[Dnsmasq-discuss] dnsmasq 2.91test9 + TCP + stale cache

Fri Jan 31 23:20:27 UTC 2025

On 1/31/25 16:19, Dominik Derigs wrote:
> Hey Simon,
> 
> we have found another (small) thing. The requirements for reintroducing 
> are:
> 
> 1. Using --use-stale-cache
> 2. A query is received via TCP
> 3. The cached record is stale
> 
> Querying the stale record causes the query to be "refreshed". However, 
> when, at the same time, the client disconnects (and the TCP fork exits 
> accordingly), the received reply will never be received and find its way 
> in the mother process's cache.
> 
> Could we postpone the shutdown of TCP forks in case a refreshment query 
> is still ongoing?
> 

That's not what happens, or at least that's not what is supposed to happen.
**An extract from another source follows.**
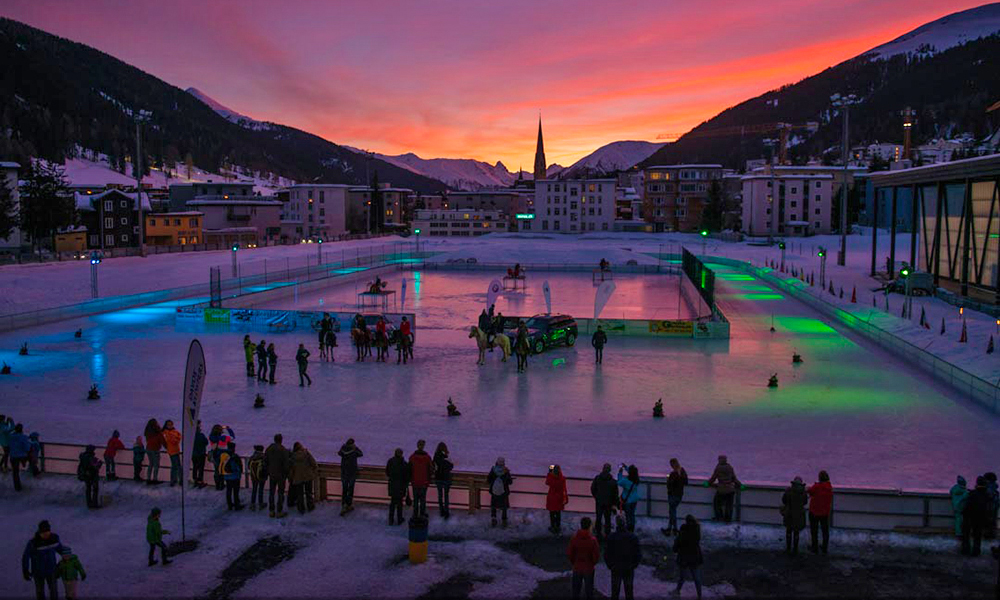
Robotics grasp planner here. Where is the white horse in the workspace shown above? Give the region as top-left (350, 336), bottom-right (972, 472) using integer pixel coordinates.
top-left (469, 325), bottom-right (510, 365)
The control flow in tcp_request() when stale data is found in the cache 
goes as follows.

1) read query from TCP client connection.
2) Lookup in cache and get stale answer.
3) Return stale answer to requestor over TCP connection.
4) Close client TCP connection server-side. This forces the client to 
open another connection and create a new process if it has more queries. 
The reason for this is that the existing process now
5) sends the query upstream and blocks awaiting the answer.
6) receives the answer and caches it in the local process This also 
serialises the answer into the pipe to the parent process.
7) return from tcp_request() and the process exits.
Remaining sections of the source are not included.